Early Pregnancy Glucose Screening Is the Preferred Method for Diagnosing Gestational Diabetes Mellitus
G Nahum, H Stanislaw
G Nahum, H Stanislaw. Early Pregnancy Glucose Screening Is the Preferred Method for Diagnosing Gestational Diabetes Mellitus. The Internet Journal of Gynecology and Obstetrics. 2008 Volume 10 Number 2.
To the Editor:
We applaud Kushtagi and Mahto's effort to promote early pregnancy glucose screening as the preferred method for diagnosing gestational diabetes. 1 Their study confirms the results of our previous investigations from 1990 and 2002 regarding the advantages of administering the oral 1-hour 50-gm oral glucose screening test prior to 20 weeks of pregnancy. 2,3
In our prior studies in the United States, we found that (1) 1 st -trimester oral 1-hour 50-gm glucose screening test results are highly correlated with 3 rd -trimester values, 2 and (2) the positive predictive value of an oral 1-hour 50-gm glucose screening test result >135 mg/dl administered between weeks 14-18 of pregnancy is 55% for the diagnosis of gestational diabetes, with an overall mean sensitivity of 84%. 3 In the current study by Kushtagi and Mahto, an early glucose screening test result >140 mg/dl before 20 weeks of pregnancy occurred in 29% of gravidas and resulted in a sensitivity of 78% with a positive predictive value of 44% for gestational diabetes mellitus before the 3 rd -trimester. In our previous study, we found that only 15% of gravidas had an oral 1-hour 50-gm glucose screening test result >135 mg/dl at 16 ± 2 weeks of pregnancy and that 37% of these early screen-positive women were diagnosed with gestational diabetes by follow-up 3-hour 100-gm glucose tolerance test in advance of the 3 rd trimester. 3 Of particular importance is that the populations investigated in our two U.S. studies were comprised of women of different racial and ethnic backgrounds (Caucasians, Blacks, Filipinos, Orientals, and Pacific Islanders) than the population studied by Kushtagi and Mahto in India. 2,3 We view the current study as confirmatory of the universal applicability of the early pregnancy glucose screening approach for identifying gestational diabetes mellitus in gravidas of all racial and ethnic groups.

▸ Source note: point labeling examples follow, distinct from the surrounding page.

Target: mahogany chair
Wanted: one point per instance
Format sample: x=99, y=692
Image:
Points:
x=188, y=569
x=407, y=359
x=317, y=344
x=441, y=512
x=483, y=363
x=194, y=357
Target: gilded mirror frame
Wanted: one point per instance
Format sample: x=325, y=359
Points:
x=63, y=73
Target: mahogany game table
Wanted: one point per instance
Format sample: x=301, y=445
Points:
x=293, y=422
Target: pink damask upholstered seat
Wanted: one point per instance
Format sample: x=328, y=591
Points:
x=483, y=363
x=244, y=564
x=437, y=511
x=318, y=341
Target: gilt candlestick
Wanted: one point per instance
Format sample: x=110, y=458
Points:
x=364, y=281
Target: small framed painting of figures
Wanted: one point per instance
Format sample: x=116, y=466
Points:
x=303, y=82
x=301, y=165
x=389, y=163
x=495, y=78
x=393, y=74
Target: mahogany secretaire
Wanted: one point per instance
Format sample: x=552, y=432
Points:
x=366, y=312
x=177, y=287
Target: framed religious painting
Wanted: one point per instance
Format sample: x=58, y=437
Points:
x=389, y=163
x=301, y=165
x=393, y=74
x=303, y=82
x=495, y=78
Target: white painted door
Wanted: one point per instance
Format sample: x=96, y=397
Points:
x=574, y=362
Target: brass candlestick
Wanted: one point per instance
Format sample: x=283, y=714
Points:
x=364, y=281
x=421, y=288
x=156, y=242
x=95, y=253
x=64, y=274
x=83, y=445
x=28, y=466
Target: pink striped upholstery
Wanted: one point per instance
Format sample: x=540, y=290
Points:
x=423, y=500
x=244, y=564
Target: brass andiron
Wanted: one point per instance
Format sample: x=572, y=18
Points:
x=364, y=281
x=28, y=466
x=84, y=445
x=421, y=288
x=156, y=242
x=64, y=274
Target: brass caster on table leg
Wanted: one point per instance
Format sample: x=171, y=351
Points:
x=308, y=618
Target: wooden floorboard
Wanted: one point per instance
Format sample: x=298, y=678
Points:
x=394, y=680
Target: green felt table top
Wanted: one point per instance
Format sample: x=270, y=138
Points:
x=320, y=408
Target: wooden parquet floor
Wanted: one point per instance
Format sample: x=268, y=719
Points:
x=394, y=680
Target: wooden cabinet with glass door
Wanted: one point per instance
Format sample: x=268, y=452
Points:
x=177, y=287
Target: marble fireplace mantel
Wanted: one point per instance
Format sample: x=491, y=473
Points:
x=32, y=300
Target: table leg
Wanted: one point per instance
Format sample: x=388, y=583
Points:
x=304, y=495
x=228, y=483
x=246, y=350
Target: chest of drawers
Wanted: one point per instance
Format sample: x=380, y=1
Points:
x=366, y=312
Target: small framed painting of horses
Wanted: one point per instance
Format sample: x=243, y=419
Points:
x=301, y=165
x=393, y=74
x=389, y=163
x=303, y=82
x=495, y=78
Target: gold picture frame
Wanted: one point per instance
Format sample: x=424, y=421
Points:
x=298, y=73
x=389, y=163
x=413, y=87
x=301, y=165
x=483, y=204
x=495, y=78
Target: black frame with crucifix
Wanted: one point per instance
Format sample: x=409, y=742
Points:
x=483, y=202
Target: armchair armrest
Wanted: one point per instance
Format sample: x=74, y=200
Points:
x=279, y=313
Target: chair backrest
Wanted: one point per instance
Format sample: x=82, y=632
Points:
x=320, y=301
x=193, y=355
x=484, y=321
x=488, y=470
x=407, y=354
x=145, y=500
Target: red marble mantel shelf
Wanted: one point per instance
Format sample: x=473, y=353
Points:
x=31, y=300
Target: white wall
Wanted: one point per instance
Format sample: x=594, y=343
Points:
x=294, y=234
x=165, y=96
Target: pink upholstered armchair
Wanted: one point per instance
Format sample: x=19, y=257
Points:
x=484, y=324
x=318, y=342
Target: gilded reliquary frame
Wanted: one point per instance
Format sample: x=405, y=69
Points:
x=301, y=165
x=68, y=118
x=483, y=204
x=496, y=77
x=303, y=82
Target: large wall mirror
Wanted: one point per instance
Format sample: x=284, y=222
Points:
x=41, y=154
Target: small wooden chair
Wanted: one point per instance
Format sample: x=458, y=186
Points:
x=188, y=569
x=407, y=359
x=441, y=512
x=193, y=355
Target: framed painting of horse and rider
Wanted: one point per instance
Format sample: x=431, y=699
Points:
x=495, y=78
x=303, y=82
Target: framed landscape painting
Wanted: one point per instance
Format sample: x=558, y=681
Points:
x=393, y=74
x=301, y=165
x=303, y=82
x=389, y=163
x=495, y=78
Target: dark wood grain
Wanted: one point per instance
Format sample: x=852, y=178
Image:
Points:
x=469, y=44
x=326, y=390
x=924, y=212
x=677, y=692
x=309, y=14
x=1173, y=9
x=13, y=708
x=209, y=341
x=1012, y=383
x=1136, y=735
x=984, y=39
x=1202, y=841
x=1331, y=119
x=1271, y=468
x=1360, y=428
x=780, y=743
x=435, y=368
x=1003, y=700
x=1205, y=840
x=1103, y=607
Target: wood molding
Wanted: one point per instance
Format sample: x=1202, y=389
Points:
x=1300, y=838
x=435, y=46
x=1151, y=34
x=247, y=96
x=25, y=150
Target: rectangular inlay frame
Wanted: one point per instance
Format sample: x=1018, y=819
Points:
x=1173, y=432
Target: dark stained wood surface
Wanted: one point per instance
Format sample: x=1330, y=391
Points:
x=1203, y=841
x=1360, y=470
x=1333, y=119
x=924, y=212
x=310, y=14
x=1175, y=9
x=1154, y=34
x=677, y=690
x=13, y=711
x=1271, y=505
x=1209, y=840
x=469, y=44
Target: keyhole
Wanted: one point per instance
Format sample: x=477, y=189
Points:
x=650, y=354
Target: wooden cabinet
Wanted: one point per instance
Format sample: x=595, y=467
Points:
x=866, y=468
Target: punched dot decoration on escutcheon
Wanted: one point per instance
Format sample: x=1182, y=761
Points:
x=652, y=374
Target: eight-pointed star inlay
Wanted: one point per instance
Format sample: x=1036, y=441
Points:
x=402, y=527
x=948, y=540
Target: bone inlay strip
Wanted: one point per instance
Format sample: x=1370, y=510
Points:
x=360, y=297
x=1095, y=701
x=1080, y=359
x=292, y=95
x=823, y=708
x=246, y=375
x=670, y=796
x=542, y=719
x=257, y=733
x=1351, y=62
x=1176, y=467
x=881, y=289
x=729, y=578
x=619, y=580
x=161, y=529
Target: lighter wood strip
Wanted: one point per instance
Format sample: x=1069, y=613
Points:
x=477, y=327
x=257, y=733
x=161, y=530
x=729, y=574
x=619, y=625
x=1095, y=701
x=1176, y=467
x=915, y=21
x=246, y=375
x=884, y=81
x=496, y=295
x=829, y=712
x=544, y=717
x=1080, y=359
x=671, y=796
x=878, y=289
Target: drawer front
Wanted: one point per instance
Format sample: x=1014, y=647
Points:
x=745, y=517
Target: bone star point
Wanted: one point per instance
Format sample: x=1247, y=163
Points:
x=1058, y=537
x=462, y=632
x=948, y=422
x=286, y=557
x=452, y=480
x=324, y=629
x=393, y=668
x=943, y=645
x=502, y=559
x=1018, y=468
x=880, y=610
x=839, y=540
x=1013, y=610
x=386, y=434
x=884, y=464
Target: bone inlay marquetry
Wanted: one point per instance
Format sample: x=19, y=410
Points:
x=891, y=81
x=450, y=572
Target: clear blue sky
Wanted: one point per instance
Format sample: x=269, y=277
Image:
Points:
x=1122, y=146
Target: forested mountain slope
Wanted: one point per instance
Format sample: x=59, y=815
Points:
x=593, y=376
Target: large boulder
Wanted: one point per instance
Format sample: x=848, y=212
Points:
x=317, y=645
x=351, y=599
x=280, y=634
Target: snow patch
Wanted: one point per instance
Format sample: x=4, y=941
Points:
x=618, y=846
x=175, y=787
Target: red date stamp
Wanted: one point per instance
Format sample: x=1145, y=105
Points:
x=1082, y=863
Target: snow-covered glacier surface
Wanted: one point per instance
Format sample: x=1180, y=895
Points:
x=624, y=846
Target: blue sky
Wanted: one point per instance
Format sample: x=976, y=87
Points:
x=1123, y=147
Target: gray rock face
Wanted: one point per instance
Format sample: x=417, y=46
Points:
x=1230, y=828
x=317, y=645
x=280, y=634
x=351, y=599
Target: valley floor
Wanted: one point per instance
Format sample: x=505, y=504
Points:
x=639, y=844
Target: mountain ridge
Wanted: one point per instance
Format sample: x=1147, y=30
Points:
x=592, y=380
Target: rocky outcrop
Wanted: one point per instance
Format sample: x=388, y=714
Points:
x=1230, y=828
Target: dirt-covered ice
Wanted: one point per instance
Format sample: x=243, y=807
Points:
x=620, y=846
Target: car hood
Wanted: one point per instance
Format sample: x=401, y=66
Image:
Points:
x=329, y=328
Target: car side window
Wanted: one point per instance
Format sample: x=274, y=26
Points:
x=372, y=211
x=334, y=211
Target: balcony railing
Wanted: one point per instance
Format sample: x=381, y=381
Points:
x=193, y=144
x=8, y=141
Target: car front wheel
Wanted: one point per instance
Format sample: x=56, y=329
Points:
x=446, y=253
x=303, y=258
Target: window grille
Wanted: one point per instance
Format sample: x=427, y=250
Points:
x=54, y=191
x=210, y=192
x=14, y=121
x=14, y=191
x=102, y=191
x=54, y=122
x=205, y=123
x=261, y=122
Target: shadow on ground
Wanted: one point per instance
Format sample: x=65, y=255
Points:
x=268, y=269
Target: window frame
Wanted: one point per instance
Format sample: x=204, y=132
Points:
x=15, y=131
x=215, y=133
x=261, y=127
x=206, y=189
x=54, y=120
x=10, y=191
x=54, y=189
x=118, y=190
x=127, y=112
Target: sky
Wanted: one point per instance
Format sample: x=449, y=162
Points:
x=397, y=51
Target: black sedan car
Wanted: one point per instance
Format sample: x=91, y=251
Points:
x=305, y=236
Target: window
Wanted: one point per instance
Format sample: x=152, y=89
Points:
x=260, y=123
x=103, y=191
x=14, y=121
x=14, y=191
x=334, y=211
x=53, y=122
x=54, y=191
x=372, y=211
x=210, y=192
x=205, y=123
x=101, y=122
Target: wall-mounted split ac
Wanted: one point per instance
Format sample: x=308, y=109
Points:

We agree with the conclusions of Kushtagi and Mahto that (1) screening for gestational diabetes during the 3 rd trimester of pregnancy is not designed to identify gravidas early with unrecognized glucose intolerance that may have antedated or begun concomitantly with their pregnancy, and (2) glucose screening performed in the first half of pregnancy can help detect glucose abnormalities early in pregnancy, permitting these women to receive intensive antenatal supervision which may result in reduced rates of diabetes-related pregnancy complications.
For more than two decades, scientific evidence has pointed to the advantages of early pregnancy glucose screening for detecting gestational diabetes in women of all racial and ethnic groups. Based on this overwhelming and consistent evidence, we strongly advocate 1 st -trimester oral 1-hour 50-gm glucose screening for gestational diabetes mellitus in all gravidas.